Note that the decision to include *5 in the haplotype file vs. the CNV file is arbitrary, but I recommend it to keep SVs organized and to avoid unnecessary modifications to the tsv file.
hiMoon is designed to work with the data provided, but for better or for worse, it will do what you ask it to do. Methods for SV determination and reporting vary, and this can have major implications on how you define SVs in the cnv file.
For example: the hiMoon test files are based on data reported in Phase 3 of the 1000 genomes project. One set of tests looks for correct named haplotypes (based on Getrm consensus) in GRCh38 low-depth VCF calls with no SVs defined. The other looks at a combined SNPs, InDels, and SVs from the GRCh37 calls with a defined .cnv file (see example above). The breakpoints in that file are defined based on manual inspection of the structural variant VCF, wherein we found that the CNV for CYP2D6 is defined as starting as position 42523949. We also noted that this is defined for CN0, CN2, CN3, and CN4. Therefore, our .cnv table MUST match these parameters.

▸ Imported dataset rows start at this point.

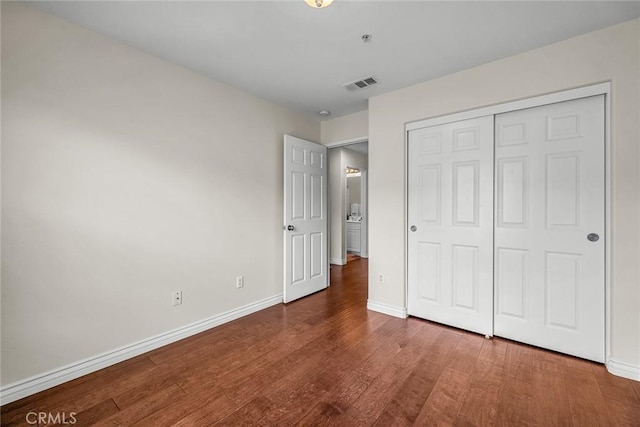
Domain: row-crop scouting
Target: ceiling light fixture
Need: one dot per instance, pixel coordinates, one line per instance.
(318, 4)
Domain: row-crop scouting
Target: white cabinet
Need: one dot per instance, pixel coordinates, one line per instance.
(353, 236)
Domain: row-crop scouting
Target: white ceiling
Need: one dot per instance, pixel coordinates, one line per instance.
(299, 57)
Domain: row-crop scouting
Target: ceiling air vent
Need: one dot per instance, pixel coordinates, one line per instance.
(361, 84)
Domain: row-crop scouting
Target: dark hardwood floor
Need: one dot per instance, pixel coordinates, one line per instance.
(326, 360)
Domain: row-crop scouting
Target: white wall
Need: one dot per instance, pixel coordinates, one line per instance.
(125, 177)
(612, 55)
(345, 128)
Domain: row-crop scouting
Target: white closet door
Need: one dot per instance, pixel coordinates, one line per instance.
(450, 237)
(549, 205)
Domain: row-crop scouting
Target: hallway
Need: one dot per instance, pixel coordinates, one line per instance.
(326, 359)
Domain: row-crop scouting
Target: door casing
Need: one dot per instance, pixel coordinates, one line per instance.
(567, 95)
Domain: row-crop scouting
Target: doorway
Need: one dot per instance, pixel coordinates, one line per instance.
(506, 213)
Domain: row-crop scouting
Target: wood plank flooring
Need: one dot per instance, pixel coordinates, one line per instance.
(327, 360)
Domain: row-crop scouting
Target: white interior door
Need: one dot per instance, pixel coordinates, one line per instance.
(450, 213)
(549, 267)
(305, 218)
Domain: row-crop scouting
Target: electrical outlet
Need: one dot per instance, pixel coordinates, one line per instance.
(177, 298)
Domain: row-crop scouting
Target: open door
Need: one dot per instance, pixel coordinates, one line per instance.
(305, 218)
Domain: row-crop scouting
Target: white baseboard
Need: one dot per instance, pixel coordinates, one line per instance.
(40, 382)
(623, 369)
(391, 310)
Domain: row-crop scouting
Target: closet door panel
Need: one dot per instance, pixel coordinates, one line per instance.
(549, 199)
(450, 237)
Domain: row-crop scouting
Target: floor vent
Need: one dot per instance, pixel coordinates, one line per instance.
(361, 84)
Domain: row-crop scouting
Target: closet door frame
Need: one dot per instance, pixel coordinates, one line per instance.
(537, 101)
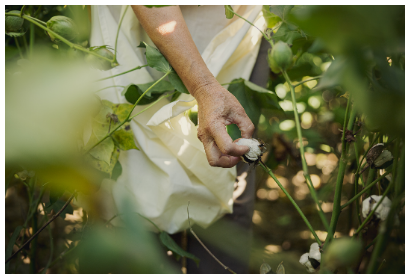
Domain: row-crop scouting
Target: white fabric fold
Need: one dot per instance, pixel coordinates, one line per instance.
(171, 168)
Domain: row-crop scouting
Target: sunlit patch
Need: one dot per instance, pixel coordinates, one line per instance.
(287, 125)
(306, 120)
(317, 61)
(281, 91)
(314, 102)
(327, 207)
(272, 184)
(325, 66)
(167, 28)
(325, 148)
(256, 218)
(262, 193)
(273, 195)
(316, 181)
(271, 249)
(310, 158)
(310, 84)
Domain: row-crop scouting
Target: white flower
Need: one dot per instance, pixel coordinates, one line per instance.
(254, 152)
(314, 254)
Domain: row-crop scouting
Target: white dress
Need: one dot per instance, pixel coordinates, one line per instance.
(171, 167)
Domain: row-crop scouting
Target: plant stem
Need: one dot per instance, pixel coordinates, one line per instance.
(51, 242)
(264, 35)
(112, 76)
(128, 118)
(268, 171)
(304, 163)
(117, 33)
(356, 197)
(32, 36)
(64, 40)
(204, 246)
(26, 45)
(307, 80)
(43, 227)
(19, 48)
(336, 211)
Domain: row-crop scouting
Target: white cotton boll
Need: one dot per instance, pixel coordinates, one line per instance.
(304, 259)
(254, 152)
(371, 202)
(315, 252)
(305, 262)
(384, 157)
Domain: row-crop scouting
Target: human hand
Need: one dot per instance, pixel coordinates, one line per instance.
(217, 109)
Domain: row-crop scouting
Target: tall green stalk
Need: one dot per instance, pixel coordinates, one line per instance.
(340, 178)
(304, 163)
(268, 171)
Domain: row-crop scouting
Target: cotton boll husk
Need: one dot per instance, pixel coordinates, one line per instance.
(315, 252)
(253, 144)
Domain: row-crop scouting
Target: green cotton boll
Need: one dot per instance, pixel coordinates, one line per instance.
(14, 23)
(99, 63)
(282, 55)
(63, 26)
(272, 63)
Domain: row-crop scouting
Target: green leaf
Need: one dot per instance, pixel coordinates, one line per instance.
(102, 151)
(287, 34)
(134, 91)
(10, 245)
(333, 75)
(15, 34)
(175, 96)
(102, 165)
(252, 97)
(117, 171)
(123, 138)
(228, 11)
(172, 246)
(177, 83)
(281, 10)
(156, 60)
(58, 206)
(271, 19)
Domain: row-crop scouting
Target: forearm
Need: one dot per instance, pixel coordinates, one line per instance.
(167, 29)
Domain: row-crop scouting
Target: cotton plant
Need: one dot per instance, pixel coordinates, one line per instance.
(383, 209)
(312, 259)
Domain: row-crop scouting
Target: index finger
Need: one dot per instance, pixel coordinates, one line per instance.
(224, 141)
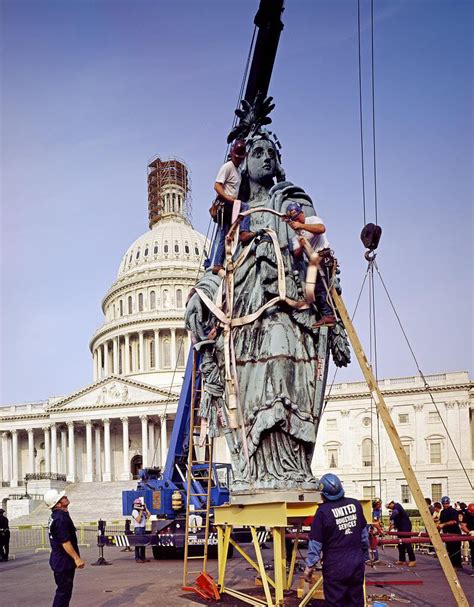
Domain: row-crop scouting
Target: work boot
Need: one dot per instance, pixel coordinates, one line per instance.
(325, 321)
(246, 236)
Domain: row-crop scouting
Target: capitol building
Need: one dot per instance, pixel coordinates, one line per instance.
(102, 434)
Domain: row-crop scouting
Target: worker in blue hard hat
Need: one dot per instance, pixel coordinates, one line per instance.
(339, 537)
(313, 229)
(449, 524)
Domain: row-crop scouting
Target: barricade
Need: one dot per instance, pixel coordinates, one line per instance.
(36, 536)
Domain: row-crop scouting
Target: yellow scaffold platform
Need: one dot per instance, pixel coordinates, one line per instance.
(277, 512)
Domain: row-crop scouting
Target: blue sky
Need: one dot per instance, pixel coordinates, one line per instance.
(91, 90)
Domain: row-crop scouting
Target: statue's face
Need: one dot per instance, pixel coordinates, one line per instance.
(261, 161)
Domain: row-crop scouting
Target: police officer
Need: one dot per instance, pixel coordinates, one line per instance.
(467, 525)
(65, 557)
(4, 536)
(339, 532)
(400, 521)
(449, 524)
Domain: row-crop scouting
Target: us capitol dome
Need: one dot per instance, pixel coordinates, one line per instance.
(143, 335)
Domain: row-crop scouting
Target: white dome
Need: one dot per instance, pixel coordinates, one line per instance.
(171, 239)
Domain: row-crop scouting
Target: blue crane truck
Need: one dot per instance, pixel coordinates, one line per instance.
(165, 491)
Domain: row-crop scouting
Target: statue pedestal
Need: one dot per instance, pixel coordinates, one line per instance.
(263, 509)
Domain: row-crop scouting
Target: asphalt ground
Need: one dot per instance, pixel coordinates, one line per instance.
(27, 580)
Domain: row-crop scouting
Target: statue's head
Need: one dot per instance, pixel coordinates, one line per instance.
(261, 160)
(262, 163)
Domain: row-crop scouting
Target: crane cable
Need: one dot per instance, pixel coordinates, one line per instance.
(370, 255)
(426, 384)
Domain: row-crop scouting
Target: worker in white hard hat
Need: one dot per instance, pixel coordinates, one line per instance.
(65, 557)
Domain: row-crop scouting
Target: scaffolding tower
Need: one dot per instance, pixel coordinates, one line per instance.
(169, 189)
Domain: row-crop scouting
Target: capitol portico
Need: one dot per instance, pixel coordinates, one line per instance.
(121, 422)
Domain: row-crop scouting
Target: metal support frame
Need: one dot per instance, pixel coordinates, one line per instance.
(278, 516)
(403, 460)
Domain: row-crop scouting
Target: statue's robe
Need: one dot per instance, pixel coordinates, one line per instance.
(276, 357)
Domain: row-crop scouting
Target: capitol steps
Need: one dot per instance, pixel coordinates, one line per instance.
(89, 502)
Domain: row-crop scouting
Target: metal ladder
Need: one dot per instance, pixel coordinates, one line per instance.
(198, 489)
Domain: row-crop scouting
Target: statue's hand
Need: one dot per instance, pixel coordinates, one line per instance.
(196, 317)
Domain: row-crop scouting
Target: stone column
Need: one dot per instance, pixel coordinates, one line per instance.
(97, 452)
(63, 460)
(107, 476)
(54, 450)
(452, 423)
(31, 451)
(5, 457)
(14, 480)
(95, 363)
(464, 445)
(141, 346)
(71, 472)
(47, 450)
(99, 362)
(151, 442)
(419, 446)
(125, 476)
(115, 355)
(164, 440)
(157, 349)
(88, 476)
(106, 359)
(346, 457)
(144, 420)
(127, 354)
(173, 348)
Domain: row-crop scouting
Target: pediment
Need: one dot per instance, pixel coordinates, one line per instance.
(112, 391)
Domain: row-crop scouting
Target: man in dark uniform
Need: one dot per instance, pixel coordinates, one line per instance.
(449, 523)
(400, 521)
(65, 557)
(339, 532)
(4, 536)
(467, 525)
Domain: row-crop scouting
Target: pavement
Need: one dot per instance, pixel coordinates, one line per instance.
(27, 579)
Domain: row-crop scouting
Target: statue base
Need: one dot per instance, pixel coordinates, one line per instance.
(276, 510)
(271, 496)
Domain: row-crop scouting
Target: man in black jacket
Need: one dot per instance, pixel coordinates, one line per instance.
(4, 536)
(65, 557)
(339, 534)
(400, 521)
(449, 524)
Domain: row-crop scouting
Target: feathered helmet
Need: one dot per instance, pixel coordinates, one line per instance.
(251, 127)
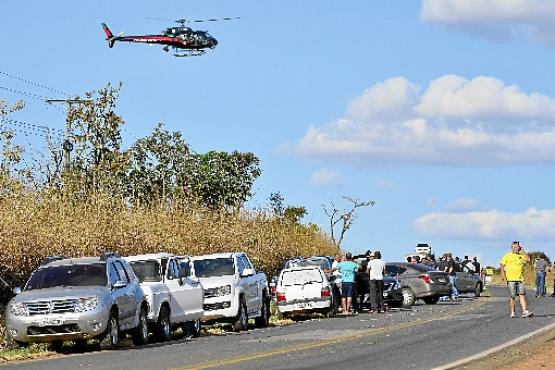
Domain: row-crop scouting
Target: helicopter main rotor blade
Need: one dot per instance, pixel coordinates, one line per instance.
(183, 20)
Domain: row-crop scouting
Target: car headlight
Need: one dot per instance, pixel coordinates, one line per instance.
(19, 309)
(223, 290)
(86, 304)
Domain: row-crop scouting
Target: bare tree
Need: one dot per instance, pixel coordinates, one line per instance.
(343, 218)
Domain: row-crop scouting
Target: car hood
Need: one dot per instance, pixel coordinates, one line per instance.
(216, 281)
(58, 293)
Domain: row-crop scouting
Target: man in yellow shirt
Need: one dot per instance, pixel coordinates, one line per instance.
(512, 267)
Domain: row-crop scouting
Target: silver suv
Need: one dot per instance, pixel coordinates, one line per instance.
(79, 299)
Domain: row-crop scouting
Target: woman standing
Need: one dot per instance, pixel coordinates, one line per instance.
(377, 270)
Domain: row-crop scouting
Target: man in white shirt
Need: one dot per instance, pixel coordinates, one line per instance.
(376, 269)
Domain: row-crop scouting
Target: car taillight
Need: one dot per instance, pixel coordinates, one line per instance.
(425, 278)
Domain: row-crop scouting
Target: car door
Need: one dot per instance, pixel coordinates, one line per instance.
(117, 293)
(129, 305)
(248, 283)
(192, 289)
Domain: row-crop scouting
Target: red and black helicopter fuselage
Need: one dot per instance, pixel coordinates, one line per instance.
(181, 39)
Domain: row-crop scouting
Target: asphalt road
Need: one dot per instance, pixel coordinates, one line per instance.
(421, 338)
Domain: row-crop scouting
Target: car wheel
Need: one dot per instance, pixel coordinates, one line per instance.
(21, 344)
(408, 297)
(140, 334)
(111, 337)
(264, 319)
(242, 319)
(164, 325)
(478, 290)
(57, 345)
(431, 300)
(193, 328)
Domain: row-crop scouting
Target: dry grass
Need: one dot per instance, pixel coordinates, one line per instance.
(32, 228)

Different methods for investigating CNVs might have placed the breakpoint before or after this defined point, so we would need to verify that and modify if this table were used for a different dataset. Furthermore, copy gain/loss could be defined by a different alt allele (e.g. "DEL", "DUP"). This is especially important for more complex alleles, like CYP2D6/7 hybrid alleles (e.g. *4+*68), which may or may not be determinable depending on the upstream method for finding SVs. Of note, the common NA12878 sample in 1000 genomes is *4+*68/*3, but would be determined using this dataset to be *4x2/*3. This is a limitation of SV calling methods and not a limitation of hiMoon.